W trzecim niedzielnym meczu 14. kolejki piłkarskiej ekstraklasy Lechia przegrała na własnym stadionie z Cracovią 1:2 (0:2). Tym samym gdańszczanie nie wygrali szóstego ligowego spotkania z rzędu, a goście, dla których obie bramki zdobył Benjamin Kallman, zanotowali szósty wyjazdowy triumf.
W Gdańsku doszło do konfrontacji najgorszej defensywy oraz najlepszej ofensywy ekstraklasy. W 13 potyczkach Lechia straciła 26 goli, natomiast Cracovia zdobyła 28 bramek.
RZUT KARNY W 4. MINUCIE
Goście bardzo szybko powiększyli swój dorobek. Już w 4. minucie, po zagraniu ręką Tomasza Neugebauera, arbiter podyktował rzut karny, który wykorzystał Kallman. Tym samym fiński napastnik zaliczył ósme ligowe trafienie.
Po chwili z powodu kontuzji krakowianie stracili Rumuna Virgila Ghitę – trzeciego w ostatnim okresie, po Kamilu Gliku i Jakubie Jugasie, podstawowego defensora.
GDAŃSZCZANIE OSŁABIENI
Gospodarze starali się odrobić straty i w 25. minucie bliski szczęścia był Maksym Chłań, jednak strzał ukraińskiego bocznego pomocnika obronił Słowak Henrich Ravas.

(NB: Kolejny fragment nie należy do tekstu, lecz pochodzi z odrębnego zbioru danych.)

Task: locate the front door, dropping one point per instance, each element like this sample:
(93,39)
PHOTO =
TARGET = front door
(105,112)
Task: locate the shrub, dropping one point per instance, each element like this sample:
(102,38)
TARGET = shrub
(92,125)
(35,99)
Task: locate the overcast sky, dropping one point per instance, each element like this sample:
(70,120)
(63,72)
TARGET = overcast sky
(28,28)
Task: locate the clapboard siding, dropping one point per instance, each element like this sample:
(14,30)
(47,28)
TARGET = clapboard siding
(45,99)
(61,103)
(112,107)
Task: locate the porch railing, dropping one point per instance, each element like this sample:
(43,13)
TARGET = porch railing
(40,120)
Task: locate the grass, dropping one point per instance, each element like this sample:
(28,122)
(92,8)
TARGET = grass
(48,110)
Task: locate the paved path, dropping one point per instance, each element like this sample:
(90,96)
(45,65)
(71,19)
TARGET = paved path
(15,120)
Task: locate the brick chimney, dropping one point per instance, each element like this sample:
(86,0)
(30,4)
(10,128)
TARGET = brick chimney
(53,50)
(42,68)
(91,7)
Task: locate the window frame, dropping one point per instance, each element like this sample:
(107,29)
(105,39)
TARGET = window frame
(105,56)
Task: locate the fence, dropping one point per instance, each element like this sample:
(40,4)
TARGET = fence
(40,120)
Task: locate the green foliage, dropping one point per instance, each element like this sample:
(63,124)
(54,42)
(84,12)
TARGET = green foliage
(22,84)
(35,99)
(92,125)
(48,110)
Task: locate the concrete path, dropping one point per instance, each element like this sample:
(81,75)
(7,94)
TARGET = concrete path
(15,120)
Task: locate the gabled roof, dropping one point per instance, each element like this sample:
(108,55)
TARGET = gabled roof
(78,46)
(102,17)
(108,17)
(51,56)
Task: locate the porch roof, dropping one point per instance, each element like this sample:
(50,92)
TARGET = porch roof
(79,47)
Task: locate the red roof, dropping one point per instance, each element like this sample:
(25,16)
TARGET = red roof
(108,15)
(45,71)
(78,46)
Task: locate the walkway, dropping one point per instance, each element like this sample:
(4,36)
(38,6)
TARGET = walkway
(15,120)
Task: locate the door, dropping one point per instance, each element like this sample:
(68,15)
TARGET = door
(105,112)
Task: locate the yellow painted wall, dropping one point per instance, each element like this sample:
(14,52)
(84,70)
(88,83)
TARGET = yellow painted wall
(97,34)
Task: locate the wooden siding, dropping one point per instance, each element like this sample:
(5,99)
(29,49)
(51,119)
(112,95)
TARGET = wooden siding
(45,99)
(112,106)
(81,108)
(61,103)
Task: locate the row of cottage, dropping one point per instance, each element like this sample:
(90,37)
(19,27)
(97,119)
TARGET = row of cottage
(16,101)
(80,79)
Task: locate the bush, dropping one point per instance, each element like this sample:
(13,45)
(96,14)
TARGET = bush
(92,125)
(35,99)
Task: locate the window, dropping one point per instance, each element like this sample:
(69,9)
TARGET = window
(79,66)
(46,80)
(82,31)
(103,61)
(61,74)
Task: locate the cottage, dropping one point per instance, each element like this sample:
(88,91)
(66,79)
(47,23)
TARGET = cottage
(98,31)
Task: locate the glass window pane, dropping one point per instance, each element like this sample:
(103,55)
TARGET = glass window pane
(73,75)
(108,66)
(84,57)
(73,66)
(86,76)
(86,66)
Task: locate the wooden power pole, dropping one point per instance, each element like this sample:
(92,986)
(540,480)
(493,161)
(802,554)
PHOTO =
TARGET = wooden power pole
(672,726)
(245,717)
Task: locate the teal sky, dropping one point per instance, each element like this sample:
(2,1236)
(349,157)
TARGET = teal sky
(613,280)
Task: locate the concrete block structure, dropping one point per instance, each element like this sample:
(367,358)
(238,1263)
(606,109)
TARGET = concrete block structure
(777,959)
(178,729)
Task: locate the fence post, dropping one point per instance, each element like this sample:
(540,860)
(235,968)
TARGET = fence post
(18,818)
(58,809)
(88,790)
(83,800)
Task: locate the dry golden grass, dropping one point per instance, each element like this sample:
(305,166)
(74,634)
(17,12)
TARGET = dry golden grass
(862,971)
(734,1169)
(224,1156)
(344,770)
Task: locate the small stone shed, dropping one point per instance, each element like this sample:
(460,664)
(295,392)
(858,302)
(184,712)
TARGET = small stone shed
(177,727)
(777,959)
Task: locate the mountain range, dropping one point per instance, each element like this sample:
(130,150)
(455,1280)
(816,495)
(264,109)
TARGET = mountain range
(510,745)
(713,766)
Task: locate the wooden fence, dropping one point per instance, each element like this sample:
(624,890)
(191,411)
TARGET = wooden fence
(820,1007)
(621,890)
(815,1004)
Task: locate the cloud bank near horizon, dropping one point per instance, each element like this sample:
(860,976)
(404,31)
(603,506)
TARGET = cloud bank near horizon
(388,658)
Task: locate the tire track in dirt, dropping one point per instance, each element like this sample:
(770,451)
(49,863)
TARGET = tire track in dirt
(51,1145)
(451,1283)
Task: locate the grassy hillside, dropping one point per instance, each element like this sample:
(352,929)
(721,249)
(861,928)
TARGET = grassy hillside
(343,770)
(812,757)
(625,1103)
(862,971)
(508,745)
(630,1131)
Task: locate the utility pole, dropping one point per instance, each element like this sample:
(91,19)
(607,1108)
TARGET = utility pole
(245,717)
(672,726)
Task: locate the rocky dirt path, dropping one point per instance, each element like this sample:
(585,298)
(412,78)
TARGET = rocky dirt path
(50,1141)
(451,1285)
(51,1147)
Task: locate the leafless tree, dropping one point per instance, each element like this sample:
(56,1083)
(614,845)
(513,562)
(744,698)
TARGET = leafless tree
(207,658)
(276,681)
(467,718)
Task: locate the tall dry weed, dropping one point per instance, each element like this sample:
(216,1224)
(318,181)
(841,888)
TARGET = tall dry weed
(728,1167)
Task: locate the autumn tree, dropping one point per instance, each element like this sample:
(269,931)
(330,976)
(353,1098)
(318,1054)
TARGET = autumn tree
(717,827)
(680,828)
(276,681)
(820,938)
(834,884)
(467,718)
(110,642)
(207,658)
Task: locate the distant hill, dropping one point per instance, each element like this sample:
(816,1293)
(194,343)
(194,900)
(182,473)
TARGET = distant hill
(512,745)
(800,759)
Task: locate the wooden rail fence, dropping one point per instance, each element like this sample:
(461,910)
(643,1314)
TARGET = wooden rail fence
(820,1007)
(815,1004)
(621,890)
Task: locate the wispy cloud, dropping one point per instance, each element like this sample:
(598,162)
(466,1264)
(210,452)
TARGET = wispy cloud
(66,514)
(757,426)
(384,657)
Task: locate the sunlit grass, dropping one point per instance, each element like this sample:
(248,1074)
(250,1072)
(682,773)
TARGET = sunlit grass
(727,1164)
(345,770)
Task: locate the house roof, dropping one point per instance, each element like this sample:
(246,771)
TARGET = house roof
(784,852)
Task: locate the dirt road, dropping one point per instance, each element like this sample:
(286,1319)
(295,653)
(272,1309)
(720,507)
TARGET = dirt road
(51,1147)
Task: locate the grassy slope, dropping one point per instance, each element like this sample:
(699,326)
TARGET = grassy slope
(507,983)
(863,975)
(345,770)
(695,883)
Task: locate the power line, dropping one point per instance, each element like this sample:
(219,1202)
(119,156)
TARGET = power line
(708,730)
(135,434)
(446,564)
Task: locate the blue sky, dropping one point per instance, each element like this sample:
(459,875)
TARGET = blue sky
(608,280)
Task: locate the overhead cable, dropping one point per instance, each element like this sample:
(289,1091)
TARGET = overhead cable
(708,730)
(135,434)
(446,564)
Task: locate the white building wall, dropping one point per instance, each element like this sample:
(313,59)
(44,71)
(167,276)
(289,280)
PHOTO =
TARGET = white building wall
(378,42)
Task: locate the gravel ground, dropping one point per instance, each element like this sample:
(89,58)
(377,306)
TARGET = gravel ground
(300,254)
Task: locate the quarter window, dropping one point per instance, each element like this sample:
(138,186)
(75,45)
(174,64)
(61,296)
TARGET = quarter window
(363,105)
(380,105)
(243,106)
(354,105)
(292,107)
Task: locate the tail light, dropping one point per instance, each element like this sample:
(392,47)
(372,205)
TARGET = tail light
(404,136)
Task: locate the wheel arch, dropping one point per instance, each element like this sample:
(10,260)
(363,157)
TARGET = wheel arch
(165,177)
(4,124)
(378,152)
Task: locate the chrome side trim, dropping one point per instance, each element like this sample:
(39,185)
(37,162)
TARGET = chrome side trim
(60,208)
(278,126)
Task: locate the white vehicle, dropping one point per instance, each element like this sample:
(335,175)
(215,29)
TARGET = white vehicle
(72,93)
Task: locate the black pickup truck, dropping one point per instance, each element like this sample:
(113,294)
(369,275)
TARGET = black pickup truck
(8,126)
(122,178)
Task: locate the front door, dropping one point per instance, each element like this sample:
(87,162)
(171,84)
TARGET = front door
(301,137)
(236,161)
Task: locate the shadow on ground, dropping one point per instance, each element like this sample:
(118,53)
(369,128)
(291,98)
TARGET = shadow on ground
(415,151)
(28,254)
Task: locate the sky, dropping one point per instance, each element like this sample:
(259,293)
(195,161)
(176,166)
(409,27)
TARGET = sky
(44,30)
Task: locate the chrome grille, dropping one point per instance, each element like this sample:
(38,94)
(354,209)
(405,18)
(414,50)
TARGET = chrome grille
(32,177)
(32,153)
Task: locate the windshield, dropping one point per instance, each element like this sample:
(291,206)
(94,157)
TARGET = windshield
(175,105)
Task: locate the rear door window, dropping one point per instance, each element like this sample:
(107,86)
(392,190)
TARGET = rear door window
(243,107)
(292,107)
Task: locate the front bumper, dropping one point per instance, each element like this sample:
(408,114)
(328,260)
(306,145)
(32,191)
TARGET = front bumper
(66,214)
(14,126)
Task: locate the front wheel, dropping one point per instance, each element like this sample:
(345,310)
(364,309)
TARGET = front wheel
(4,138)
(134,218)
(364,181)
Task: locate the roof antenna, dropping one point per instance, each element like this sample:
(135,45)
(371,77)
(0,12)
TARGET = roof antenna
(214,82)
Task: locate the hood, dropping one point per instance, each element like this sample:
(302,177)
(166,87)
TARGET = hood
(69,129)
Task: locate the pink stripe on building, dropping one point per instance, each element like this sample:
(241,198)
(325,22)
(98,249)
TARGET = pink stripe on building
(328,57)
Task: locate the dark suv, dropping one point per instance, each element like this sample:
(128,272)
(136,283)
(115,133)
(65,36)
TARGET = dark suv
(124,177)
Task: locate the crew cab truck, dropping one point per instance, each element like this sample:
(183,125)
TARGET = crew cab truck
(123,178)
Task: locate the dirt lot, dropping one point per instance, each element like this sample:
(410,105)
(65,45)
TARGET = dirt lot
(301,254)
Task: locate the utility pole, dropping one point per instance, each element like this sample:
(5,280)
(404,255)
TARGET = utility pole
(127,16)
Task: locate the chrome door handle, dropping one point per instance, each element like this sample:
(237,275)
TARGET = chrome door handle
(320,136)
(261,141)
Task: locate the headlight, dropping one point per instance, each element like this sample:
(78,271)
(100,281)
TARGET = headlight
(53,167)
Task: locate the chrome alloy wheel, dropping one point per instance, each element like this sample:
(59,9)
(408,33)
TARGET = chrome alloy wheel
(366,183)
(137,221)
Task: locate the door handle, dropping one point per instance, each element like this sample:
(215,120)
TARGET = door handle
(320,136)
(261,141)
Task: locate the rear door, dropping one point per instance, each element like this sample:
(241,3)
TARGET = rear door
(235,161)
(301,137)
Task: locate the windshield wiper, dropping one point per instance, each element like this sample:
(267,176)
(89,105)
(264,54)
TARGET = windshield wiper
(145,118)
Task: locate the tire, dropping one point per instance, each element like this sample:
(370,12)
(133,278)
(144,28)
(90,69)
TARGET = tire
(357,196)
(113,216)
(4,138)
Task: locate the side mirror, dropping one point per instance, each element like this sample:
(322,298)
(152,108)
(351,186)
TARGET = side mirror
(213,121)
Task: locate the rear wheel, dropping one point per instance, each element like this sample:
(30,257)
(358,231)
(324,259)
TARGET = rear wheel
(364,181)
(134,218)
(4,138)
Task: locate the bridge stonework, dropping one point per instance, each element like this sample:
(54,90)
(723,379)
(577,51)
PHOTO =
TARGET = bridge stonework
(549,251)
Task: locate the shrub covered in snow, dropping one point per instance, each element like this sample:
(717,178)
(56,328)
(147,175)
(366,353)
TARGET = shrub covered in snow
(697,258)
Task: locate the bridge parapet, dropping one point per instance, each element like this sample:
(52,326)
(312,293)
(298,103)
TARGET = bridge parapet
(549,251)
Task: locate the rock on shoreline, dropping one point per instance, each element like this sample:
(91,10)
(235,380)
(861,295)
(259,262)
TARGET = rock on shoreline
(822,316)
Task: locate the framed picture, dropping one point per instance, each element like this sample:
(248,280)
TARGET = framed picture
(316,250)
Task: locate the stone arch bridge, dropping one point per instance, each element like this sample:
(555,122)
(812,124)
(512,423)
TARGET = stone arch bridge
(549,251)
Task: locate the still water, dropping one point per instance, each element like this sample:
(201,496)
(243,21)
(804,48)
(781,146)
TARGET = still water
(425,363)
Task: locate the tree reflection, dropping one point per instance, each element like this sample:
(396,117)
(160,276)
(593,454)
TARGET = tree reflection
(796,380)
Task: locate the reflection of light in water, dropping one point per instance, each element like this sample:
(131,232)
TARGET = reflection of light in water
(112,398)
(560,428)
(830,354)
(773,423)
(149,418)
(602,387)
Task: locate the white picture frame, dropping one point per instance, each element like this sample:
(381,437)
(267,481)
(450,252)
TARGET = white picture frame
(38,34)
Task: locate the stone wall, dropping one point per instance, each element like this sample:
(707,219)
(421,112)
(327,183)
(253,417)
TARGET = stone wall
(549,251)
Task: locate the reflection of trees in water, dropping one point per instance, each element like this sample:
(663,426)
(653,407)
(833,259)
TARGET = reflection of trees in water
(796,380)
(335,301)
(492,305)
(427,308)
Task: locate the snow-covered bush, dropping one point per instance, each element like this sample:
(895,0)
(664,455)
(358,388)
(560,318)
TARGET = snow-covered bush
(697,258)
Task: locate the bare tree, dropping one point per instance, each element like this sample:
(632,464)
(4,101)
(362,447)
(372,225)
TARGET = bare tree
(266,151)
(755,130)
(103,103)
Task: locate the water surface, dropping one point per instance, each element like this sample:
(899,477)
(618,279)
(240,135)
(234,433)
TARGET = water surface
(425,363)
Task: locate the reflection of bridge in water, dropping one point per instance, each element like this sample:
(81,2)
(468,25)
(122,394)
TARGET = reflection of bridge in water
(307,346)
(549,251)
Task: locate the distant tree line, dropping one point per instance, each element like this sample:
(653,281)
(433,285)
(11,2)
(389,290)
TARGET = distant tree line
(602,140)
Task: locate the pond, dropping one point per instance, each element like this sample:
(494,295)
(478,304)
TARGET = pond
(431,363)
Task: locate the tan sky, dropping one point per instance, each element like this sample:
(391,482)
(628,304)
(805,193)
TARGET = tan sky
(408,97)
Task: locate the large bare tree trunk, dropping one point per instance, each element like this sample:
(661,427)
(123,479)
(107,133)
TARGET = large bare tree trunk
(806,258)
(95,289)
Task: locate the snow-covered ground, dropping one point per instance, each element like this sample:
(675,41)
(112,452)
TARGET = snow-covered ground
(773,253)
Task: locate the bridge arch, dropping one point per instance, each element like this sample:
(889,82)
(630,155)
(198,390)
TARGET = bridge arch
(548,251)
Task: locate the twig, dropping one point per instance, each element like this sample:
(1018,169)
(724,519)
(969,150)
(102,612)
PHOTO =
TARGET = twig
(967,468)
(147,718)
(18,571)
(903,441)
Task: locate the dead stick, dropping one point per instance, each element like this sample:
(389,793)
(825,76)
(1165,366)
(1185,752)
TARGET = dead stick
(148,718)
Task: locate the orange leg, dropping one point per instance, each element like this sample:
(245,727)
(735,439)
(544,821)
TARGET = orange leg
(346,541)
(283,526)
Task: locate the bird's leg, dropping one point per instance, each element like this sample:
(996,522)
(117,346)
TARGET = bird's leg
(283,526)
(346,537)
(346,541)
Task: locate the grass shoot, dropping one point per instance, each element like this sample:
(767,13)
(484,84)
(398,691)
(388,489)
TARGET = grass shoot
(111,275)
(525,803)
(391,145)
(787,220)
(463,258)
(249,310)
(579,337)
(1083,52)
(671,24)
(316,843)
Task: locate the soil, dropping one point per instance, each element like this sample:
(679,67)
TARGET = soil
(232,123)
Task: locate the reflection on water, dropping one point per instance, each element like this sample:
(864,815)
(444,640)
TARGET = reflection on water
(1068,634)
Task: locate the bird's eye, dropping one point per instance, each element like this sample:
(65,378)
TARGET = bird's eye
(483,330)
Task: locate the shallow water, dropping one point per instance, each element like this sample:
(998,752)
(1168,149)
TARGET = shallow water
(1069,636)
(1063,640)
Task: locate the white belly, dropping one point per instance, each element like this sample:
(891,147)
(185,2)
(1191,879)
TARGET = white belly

W 35. minucie po faulu na Patryku Sokołowskim drugą żółtą kartkę zobaczył lewy obrońca Conrado i od tego momentu gdańszczanie musieli radzić sobie w „10”.
STRZAŁ PRZED PRZERWĄ
Jeszcze przed przerwą przyjezdni powiększyli prowadzenie – w 44. minucie z ostrego kąta piłkę do siatki ponownie skierował Kallman. W tej sytuacji nie popisała się obrona biało-zielonych na czele z Bohdanem Sarnawskim, który wrócił do bramki po ośmiu spotkaniach przerwy.
W 56. minucie Kallman mógł strzelić swojego trzeciego gola, natomiast w rewanżu dogodnej okazji nie wykorzystał Bohdan Wjunnyk. W 66. minucie Sarnawski obronił nogami uderzenie Otara Kakabadze, a po chwili nie dał się zaskoczyć Mikkelowi Maigaardowi.
KONTAKTOWA BRAMKA
Niespodziewanie lechiści zdobyli jednak kontaktową bramkę. W 77. minucie po rzucie rożnym Rifeta Kapica Ravasa pokonał Bujar Pllana, który pojawił się na murawie pięć minut wcześniej.
W końcówce w ogóle nie widać było, że „Pasy” grają z przewagą jednego piłkarza. Gospodarze mieli przewagę, groźnie uderzali z dystansu, ale nie zdołali już doprowadzić do remisu.
MINUTA CISZY
Przed meczem minutą ciszy uczczono pamięć czterech młodych kibiców Lechii, którzy zginęli w karambolu wracając do domu po spotkaniu z Legią Warszawa.